Written By: Ethan Griggs
My Music: ethangriggsmusic.virb.com
Founded as Tamla Records by Berry Gordy in 1958, then incorporated as Motown Record Corporation in 1960, Motown Records and its headquarters/studios Hitsville, USA churned out some of the best-known songs of the 1960s and 70’s. The label curated acts like Smoky Robinson & the Miracles and the Marvelettes, but was also the initial home of Marvin Gaye and Michael Jackson when he was still a kid performing with the Jackson 5. One group stands head and shoulders above the rest in terms of their importance to the label: the Supremes were the girl group that revolutionized not only the music industry in the 60’s, but were also representative of the social and political change that was to occur in the decade – even if their music was not at all political. With their soulful blend of R&B and classic 60’s sunshine pop, Diana Ross, Mary Wilson, and Florence Ballard forever assured there would be a place for Black women in popular music. Here are five of their best songs:
- “Where Did Our Love Go” from Where Did Our Love Go (1964)
It’s a bit ironic that the title track of the Supremes’ second album was not its first single released to the public, but rather the fourth. Perhaps it’s because Motown writers Lamont Dozier and Brian and Eddie Holland originally wrote the track for another Motown group, the Marvelettes. When the writers brought the song to the Supremes, they initially rejected it but were eventually persuaded by the writers to record it. Thank the heavens they did, because it would become their first number one single in the US, and would also break the top five in the UK. The immense success of this track and its namesake album would blow the doors open for countless other Black artists, and it would make the Supremes a household name in the United States.
- “Baby Love” from Where Did Our Love Go (1964)
The success of “Where Did Our Love Go” was surely a surprise for the group, so much so that they probably didn’t think they could beat it; but they did. When “Baby Love” was released as the fifth single off their second record, they became the first Motown group to have more than one hit reach number one on the Billboard chart. If you buy a Motown compilation CD and there’s only one Supremes track on it, it’s probably this one. The song is a classic interpretation of the undying unrequited love we all experience in our lifetimes.
- “Come See About Me” from Where Did Our Love Go (1964)
As if that success wasn’t enough, the sixth and final single released off of Where Did Our Love Go would hit the top of the Billboard chart two separate times, first replaced by the Beatles’ “I Feel Fine” in December of ’64 before knocking back into number one in January of ’65. “Come See About Me” is one of the group’s most upbeat numbers, given that it is very much about the pain of heartbreak. With its build-up of drums in its first two measure, it is one of the Supremes’ most instantly recognizable hits.
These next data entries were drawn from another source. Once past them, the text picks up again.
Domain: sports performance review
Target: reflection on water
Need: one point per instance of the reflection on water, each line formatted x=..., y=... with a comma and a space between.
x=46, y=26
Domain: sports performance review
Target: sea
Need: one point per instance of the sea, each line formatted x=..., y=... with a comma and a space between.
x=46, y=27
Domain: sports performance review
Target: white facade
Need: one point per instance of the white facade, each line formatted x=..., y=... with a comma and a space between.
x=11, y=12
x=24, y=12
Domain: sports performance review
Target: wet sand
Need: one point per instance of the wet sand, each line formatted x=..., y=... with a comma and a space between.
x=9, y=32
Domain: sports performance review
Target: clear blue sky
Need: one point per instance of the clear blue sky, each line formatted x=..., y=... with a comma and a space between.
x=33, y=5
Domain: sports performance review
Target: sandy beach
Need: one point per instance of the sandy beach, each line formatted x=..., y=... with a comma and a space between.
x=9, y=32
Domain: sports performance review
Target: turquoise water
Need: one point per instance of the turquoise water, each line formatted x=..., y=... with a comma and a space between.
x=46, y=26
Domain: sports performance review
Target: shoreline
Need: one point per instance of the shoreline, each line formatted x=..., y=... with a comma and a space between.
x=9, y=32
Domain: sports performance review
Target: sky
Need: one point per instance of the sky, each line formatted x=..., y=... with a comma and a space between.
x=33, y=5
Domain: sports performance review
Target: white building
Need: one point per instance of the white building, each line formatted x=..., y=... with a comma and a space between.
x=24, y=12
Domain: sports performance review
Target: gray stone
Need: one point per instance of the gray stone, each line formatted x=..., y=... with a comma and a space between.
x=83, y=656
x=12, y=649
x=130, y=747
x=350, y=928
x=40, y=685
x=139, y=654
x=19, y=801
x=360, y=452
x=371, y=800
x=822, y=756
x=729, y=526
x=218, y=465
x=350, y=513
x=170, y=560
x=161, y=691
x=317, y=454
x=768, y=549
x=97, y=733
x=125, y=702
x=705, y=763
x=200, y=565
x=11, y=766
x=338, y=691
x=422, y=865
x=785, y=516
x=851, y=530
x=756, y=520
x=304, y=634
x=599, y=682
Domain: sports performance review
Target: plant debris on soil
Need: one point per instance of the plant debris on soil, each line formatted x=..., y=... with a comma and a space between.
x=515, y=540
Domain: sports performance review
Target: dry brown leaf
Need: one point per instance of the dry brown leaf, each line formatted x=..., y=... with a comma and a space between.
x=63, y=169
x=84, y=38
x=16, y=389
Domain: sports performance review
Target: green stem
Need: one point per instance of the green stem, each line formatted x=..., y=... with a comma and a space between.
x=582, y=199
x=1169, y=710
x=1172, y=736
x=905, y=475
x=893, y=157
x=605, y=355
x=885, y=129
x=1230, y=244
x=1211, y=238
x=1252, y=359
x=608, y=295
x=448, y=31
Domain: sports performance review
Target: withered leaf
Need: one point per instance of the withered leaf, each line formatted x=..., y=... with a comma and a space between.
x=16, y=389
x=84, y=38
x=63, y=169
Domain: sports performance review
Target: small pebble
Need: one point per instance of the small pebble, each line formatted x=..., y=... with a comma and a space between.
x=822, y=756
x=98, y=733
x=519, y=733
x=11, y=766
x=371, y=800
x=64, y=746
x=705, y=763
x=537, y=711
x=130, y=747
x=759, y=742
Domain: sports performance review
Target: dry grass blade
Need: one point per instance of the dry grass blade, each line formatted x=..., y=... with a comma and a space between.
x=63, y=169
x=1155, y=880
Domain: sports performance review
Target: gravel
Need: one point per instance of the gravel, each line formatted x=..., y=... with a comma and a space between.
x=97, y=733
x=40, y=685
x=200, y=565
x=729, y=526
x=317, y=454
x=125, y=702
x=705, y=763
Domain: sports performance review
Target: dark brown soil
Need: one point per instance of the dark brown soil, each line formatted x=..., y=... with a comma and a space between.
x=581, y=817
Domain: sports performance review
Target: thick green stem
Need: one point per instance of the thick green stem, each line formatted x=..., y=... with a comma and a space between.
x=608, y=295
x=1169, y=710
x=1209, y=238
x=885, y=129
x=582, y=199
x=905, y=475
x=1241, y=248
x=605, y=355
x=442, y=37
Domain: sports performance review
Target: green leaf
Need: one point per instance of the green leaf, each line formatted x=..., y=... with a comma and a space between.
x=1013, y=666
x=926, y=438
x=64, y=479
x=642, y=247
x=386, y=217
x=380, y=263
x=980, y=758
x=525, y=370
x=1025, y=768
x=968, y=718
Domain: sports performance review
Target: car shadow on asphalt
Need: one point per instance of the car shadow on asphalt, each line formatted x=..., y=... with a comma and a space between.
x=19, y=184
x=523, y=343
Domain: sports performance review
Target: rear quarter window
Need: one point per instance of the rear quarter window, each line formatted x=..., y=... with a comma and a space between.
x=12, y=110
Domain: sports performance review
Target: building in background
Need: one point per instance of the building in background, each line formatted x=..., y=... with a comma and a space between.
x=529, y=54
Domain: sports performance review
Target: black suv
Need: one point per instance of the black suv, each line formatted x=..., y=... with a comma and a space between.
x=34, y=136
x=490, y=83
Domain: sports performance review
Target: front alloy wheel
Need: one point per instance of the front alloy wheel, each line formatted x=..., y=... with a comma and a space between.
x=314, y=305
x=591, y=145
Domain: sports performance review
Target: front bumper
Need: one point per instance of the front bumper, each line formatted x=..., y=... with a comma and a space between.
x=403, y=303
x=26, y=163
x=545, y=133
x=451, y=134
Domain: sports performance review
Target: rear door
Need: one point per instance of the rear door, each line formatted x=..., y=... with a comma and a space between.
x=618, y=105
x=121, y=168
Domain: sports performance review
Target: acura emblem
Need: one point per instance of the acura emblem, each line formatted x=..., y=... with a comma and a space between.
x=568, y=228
- “Stop! In The Name Of Love” from More Hits By The Supremes (1965)
With three number ones off of a single album now out in the open, the Supremes’ were more confident and motivated than ever. The lead single of their third studio album comes bursting out of the gates with its famous organ glissando of an intro. Then, the three girls waste no time getting to the point of the song – its urgent and upbeat chorus sets a mission statement for their entire career. Ross, Ballard, and Wilson encourage you to “Think it over” before skipping to the next song. This song would knock another Beatles tune, “Eight Days A Week”, out of the top spot on the Billboard chart.
- “You Can’t Hurry Love” from The Supremes A’ Go-Go (1966)
By the time the Supremes released their fifth album, they had started to experiment with other types of songs and sounds, like many other groups of the era. “You Can’t Hurry Love” would cater towards this newfound indulgence. The song balances both the optimism and the pessimism of being in love. With a chorus that suggests that “You can’t hurry love”, the song quickly challenges that notion with its bridge: “But how many heartaches must I stand before I find a love/To let me live again/Right now the only thing that keeps me hangin’ on/When I feel my strength, yeah, it’s almost gone”. By now, Diana Ross was quickly eclipsing her group in popularity and fame. The group would be known afterwards as Diana Ross and the Supremes before Ross left the group altogether to embark on her legendary solo career.